Architectural lighting both for homes and clubs if not offices is the newest market for the lighting production company marketing. If in school and if at all possible study into the architecture and interior design aspects of it in addition to the theater classes, if not take some of the GE lighting On-Line if not GE Institute school seminars. There are for instance some moving lights that are on the market and specifically designed for home installations. Along with the spatter paint technique job my parents paid big money to do in some of the rooms in their house that any low paid scenic painter could almost do in their sleep, the same is becoming true with lighting in needing theater people to get more design into the concept than a architect can do.

This study of architectural lighting will open up your possibilities especially as a designer to anywhere you go for work given they also are looking to persue that market more. Much less many architecture firms have descovered that while they can determine the steel for the building or light the parking lot, when it comes to real lighting design, they partner up with production companies to figure out what to do there.

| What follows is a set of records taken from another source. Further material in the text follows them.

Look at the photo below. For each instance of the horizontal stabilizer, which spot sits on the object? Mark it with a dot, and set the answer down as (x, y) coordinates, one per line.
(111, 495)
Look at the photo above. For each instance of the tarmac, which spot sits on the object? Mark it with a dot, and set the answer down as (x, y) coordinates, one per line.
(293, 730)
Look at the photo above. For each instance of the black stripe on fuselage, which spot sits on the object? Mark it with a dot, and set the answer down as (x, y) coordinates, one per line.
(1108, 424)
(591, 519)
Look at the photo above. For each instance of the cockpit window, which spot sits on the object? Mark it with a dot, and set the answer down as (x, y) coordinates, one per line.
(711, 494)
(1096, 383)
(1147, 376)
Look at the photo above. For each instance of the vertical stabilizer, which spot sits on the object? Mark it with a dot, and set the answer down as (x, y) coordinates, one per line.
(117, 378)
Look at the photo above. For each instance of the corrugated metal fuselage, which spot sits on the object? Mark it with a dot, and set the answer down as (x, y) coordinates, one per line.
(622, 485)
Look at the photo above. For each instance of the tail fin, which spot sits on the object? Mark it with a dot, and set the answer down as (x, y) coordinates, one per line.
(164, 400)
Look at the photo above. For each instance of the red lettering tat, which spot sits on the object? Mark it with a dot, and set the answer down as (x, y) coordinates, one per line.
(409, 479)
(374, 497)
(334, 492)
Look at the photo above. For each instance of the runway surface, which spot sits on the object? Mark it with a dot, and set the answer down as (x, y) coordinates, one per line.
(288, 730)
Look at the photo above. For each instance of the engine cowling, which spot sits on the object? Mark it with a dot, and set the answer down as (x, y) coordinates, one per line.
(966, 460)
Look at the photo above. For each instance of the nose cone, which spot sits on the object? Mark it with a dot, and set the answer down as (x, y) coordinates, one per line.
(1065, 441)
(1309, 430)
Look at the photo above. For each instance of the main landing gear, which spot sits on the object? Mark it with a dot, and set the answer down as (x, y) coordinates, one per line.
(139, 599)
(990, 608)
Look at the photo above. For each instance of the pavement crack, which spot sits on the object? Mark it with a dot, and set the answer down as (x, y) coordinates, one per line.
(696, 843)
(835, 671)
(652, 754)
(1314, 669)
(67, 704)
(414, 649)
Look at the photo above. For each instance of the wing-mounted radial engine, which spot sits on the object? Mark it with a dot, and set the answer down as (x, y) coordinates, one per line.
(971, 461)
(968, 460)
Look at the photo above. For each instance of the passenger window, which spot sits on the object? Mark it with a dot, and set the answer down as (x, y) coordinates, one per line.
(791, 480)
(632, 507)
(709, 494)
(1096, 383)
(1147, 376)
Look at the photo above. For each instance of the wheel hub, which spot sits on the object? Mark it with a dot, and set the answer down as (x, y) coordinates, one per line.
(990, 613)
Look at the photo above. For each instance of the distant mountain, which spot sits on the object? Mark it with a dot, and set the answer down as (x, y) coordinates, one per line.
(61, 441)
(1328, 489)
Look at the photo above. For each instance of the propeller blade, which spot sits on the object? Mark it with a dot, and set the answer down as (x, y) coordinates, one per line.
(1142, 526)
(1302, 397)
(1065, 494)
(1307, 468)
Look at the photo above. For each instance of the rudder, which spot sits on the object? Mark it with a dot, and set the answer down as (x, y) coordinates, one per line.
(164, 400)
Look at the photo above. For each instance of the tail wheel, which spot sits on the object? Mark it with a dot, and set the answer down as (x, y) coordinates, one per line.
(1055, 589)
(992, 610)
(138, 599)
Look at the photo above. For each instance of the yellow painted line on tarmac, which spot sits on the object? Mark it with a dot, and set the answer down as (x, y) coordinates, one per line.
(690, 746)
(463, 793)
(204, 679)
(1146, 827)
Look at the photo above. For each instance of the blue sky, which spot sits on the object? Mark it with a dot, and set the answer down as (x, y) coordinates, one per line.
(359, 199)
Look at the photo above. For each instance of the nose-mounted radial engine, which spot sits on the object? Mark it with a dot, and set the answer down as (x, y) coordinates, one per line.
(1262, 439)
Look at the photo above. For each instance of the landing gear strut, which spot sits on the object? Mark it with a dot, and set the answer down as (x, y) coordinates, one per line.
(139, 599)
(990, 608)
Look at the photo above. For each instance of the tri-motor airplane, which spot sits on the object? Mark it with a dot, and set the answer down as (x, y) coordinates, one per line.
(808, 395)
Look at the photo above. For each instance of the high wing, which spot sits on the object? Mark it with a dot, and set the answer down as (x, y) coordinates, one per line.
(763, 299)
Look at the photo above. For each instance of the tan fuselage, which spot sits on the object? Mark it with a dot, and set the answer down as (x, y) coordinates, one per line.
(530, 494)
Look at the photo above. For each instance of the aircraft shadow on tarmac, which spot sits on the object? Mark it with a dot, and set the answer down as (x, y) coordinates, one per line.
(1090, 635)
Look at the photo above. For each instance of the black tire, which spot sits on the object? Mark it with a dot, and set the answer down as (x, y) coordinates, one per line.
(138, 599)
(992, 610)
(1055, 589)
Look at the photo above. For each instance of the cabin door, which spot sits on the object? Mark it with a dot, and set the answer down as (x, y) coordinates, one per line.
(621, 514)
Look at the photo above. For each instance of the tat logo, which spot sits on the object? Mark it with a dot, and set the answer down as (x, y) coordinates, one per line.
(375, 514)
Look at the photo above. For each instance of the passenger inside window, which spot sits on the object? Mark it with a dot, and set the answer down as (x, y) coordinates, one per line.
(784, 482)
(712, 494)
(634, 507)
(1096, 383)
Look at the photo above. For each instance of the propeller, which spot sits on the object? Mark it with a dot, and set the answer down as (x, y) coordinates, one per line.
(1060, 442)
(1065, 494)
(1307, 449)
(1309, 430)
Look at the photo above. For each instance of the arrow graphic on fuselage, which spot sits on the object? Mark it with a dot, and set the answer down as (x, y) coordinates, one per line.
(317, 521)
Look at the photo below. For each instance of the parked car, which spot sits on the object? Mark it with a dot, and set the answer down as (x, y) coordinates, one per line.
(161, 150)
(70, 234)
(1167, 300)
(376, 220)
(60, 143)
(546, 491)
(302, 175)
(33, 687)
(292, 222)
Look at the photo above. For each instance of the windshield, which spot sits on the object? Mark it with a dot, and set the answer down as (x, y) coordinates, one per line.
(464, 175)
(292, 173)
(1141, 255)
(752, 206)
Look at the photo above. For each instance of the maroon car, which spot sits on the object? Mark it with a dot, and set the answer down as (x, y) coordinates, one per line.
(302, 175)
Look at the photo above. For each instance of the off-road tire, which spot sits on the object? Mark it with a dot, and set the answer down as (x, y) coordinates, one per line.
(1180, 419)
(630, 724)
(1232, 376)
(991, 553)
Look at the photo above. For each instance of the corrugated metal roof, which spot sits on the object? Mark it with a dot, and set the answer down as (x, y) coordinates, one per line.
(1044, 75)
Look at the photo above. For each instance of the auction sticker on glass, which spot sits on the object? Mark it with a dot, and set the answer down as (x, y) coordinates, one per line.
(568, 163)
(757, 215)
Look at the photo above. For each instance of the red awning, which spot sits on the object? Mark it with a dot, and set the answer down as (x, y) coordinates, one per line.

Probably a good 1/3 of my lamp purchases are for clubs and buildings. Another 1/4 of my wiring skills is in wiring up architectural lights or repairing them say when a ballast does not work and the replacement ballast of a different type needs a whole new mounting platform manufactured for it.

Even doing some lamp quoting for I forget if it was the Sears Tower or John Handcock top of the building's lighting. This from a tech person working at a theater a few years ago that if a fixture blew it's lamp at the beginning of the season, there was a good chance it would not get a replacement for the rest of it.

Theater lighting in following the industry needs than modifies their gear to work for us. Those modifications and custom design use than is now going back to leading the industry again. Architectural lighting fixture companies like Hubble in following trends even came out with a line of moving lights to demonstrate this.

Speaking of LED's, that's also something I'm being pulled into unfortunately. Companies like Mule lighting and others making other than incandescent types of sources. Life was so simple for figuring out lamp types before such things came to market. Now we have LED fixtures shaped like large ice cubes you can put in a garden, all the way up to me having to figure out how to change a broken lens on a Color Blast - and having to have the lenses specially made for me. Every day there is something new. Kind of liked the days when there was LED wash lights on the market but they were not bright enough to be of much use. Now that's all changed and cyc lights are LED. Even had the first major tour go out of our shop that was lit only by LED lighting. Took a lot of work to make this happen because such fixtures were not designed for touring and truss. Even today I was re-engineering a power supply for a Color Blast due to the fact that it's a major crap electrical box that's impossible to mount a clamp much less safety cable to short of this. One of the above buildings is considering going LED in fact for the top of the building coloring.